Não encontramos ninguém nos primeiros dez minutos de caminhada. Um homem alto e de barba grande, correndo, passa por nós, e parece nem nos perceber. Depois disso, mais corredores e silêncio. Silêncio, não. É mais correto dizer que o lado de dentro não emite barulho algum, não podendo dizer o mesmo do lado de fora. Em algum momento, vejo um quadro com um homem negro, alto e barbudo, grandes braços e expressão barbárie. Em baixo, o nome "Martinez" grafado.
   Mantemos passos firmes, sem intenção de dizer ou fazer algo além disso. Colocamos as cabeças, devagar, para dentro das salas, em olhadas rápidas. Sem precisar combinar, esperamos o outro terminar de vasculhar o recinto, para seguirmos juntos. Não quero que nos separemos.
   Jolie em algum momento pergunta "nada?" e eu só chacoalho a cabeça.
   O lugar segue um padrão de cores e portas. Está tudo muito parado, e eu estranho. Eu não esperava tamanha facilidade. Mas não está fácil. Posso ter me arriscado atoa.
   Não.
   Em algum outro momento, sinto que repetimos um corredor.
   Uma explosão faz o prédio tremer, e me assusto. Jolie também.

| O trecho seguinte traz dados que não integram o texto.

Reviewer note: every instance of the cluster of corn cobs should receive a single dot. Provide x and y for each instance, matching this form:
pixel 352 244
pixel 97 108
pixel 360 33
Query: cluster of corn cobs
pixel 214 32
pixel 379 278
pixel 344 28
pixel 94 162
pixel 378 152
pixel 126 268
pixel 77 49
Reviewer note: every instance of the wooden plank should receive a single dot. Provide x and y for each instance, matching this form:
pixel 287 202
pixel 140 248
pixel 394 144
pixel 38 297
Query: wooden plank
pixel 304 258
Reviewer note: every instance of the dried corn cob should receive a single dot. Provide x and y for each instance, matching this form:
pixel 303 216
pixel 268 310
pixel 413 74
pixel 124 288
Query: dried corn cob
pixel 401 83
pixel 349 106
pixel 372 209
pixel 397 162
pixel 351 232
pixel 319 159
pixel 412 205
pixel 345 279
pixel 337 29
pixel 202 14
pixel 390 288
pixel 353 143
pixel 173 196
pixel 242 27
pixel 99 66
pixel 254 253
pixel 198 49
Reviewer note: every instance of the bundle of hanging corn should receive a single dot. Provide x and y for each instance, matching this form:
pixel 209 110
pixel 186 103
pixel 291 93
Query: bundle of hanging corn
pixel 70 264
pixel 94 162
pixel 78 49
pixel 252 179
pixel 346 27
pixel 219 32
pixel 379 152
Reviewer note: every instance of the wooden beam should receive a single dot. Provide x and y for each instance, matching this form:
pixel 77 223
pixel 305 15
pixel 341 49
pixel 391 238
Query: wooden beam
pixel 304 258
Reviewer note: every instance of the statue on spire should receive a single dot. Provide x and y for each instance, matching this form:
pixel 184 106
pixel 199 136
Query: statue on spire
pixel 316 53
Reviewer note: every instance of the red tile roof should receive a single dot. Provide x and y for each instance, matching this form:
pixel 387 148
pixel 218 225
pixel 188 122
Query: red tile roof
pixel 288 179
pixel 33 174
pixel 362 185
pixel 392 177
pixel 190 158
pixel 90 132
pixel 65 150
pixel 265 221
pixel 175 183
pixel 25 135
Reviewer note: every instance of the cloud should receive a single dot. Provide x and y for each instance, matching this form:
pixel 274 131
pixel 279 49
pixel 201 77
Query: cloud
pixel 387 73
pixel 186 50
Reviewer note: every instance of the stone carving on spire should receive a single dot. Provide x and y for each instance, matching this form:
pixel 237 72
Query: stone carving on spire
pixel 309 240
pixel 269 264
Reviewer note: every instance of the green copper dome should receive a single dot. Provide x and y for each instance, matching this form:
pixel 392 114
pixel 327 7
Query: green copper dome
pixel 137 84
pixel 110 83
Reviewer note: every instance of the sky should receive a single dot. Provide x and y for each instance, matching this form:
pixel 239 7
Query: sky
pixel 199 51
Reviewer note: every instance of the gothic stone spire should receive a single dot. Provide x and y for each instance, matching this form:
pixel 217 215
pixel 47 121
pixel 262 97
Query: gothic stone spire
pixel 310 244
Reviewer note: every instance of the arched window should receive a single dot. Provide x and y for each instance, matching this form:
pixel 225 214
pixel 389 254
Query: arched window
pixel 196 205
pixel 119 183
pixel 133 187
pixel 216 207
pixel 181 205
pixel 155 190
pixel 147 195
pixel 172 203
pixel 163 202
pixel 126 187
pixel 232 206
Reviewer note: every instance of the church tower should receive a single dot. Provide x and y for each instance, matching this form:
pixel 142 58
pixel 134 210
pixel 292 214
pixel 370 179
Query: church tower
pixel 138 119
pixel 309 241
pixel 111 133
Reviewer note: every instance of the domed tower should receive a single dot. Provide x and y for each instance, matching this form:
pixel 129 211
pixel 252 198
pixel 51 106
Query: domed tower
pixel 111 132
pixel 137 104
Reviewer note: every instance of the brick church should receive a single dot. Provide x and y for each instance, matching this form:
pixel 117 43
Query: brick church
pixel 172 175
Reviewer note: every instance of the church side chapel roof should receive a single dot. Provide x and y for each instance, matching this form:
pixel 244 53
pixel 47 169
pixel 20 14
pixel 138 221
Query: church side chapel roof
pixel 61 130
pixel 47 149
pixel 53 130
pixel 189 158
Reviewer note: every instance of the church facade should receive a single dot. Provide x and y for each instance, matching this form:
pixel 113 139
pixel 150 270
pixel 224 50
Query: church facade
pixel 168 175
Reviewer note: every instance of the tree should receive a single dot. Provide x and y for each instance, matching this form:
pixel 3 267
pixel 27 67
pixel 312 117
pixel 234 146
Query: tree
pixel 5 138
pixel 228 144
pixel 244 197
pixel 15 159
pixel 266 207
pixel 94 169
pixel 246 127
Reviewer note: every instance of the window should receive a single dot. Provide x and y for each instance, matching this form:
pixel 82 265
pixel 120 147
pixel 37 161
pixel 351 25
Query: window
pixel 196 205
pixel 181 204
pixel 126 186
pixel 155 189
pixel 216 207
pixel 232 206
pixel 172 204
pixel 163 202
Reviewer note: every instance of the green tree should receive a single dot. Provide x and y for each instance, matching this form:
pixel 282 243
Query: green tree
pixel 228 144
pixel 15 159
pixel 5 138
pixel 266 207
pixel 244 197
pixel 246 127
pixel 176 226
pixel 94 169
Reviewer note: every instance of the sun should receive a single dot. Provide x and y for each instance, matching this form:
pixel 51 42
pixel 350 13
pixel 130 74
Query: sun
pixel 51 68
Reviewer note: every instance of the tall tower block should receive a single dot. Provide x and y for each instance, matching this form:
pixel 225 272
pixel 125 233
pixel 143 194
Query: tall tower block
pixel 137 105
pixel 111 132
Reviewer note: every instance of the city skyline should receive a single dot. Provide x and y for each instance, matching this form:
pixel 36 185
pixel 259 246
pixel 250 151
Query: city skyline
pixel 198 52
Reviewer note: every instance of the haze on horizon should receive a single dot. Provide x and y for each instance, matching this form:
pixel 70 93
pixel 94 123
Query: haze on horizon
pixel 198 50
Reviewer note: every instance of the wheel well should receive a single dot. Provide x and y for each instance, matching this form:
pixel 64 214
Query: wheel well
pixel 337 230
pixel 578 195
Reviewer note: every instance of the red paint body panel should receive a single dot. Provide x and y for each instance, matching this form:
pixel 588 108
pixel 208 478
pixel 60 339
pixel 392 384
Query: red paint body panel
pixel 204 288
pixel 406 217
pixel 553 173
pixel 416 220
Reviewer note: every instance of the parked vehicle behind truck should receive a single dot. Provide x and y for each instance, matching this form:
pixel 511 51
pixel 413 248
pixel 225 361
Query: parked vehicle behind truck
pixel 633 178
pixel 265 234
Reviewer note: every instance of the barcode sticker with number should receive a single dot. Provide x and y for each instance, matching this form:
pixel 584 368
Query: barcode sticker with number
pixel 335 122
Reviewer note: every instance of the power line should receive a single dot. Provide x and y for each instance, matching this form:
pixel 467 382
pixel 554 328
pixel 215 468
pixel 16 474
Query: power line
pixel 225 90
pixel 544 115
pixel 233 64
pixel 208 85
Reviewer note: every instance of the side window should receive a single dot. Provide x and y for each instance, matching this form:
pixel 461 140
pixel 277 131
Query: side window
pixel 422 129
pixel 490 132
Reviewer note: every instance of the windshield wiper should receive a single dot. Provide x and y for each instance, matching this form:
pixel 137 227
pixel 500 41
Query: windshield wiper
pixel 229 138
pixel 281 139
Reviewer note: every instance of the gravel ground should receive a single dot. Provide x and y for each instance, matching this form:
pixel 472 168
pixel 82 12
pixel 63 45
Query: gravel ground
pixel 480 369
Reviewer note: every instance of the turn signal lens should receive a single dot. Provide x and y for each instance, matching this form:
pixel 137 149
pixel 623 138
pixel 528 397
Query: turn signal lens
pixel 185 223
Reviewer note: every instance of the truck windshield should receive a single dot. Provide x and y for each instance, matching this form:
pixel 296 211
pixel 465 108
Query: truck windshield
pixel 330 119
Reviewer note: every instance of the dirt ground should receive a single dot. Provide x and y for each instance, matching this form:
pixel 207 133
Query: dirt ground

   Mais algumas salas e Jolie mantém a arma mais perto de sua cintura. O lugar parece enorme.
   Encontramos uma escada única, escura e reta. Nos olhamos, e seguimos.
   No segundo andar, menos salas e mais espaços abertos. Jolie segue pela direita, eu pela esquerda.
   Cada corredor terminado, o frio na barriga cresce. Cada explosão lá fora, um frio maior. É o medo de não encontrar ninguém aqui. Não consigo visualizar o que seria de nós se Annie não estiver neste lugar.
   A bexiga me incomoda. Parece querer crescer. A sensação é diferente da primeira vez, porém. Parece que ela só explodirá se eu quiser. Eu só explodiria novamente caso quisesse. É isso que diz minha barriga. Seguro a barra da camisa.
   Minha cabeça não parece funcionar, ainda processando tudo o que vi nos últimos quinze minutos. Somente quinze. Parecem horas. Flashes engraçados de expressões desesperadas e furiosas, como num filme.
   Coço a testa, e percebo que ali existe um machucado. Foi das outras vezes, ou me machuquei hoje? Não sei dizer.
   Jolie parece tão desesperada quanto eu. Não a culpo. É ela que carrega uma arma.
   Nossos passos parecem mais altos, mas ainda ouço a batalha. Parece a quilômetros de nós agora. Me faz nunca mais querer sair. Ao mesmo que não quero que estes corredores sejam infinitos, eu adoraria que fossem.
   De repente, Jolie para. Eu também.
   Vejo, no final do corredor, uma pequena sala, sem porta. Luzes azuis, algumas mesas. E grades. Como uma gaiola.
   Olho para Jolie, ela levanta a arma, e seguimos em frente.
   Mantenho as mãos levantadas. Se eu precisar de meus poderes, é daqui que eles sairão. Jolie parece perceber. Seria uma situação engraçada se…
   Os dois engolem em seco, e entram.
   A sala faz um rangido constante, que não sei dizer a fonte. A luz azul incomoda meus olhos. Alguma coisa pisca em alguma das mesas, deixando meus sentidos bagunçados. São piscadas fortes e confusas. Papéis espalhados, parecendo terem sido deixados às pressas. Bagunça, e um certo conforto. Muito mais confortável que qualquer outro recinto.
   Eu e Jolie olhamos ao mesmo tempo. As grades guardam uma pessoa.
   Curvada, sobre o leve efeito da luz azul, uma garota em posição fetal, as mãos sobre os joelhos. Está viva, e respira, mas está pálida. Num segundo não vejo seu rosto, mas ela se vira. Uma garota se vira.
   Cabelos loiros, bem amarelos, olhos fundos - o direito, castanho, e o esquerdo, azul. Nos olha, assustada. Como um animal em uma gaiola.
   Uma rural, numa gaiola. Ela é igual a Philip.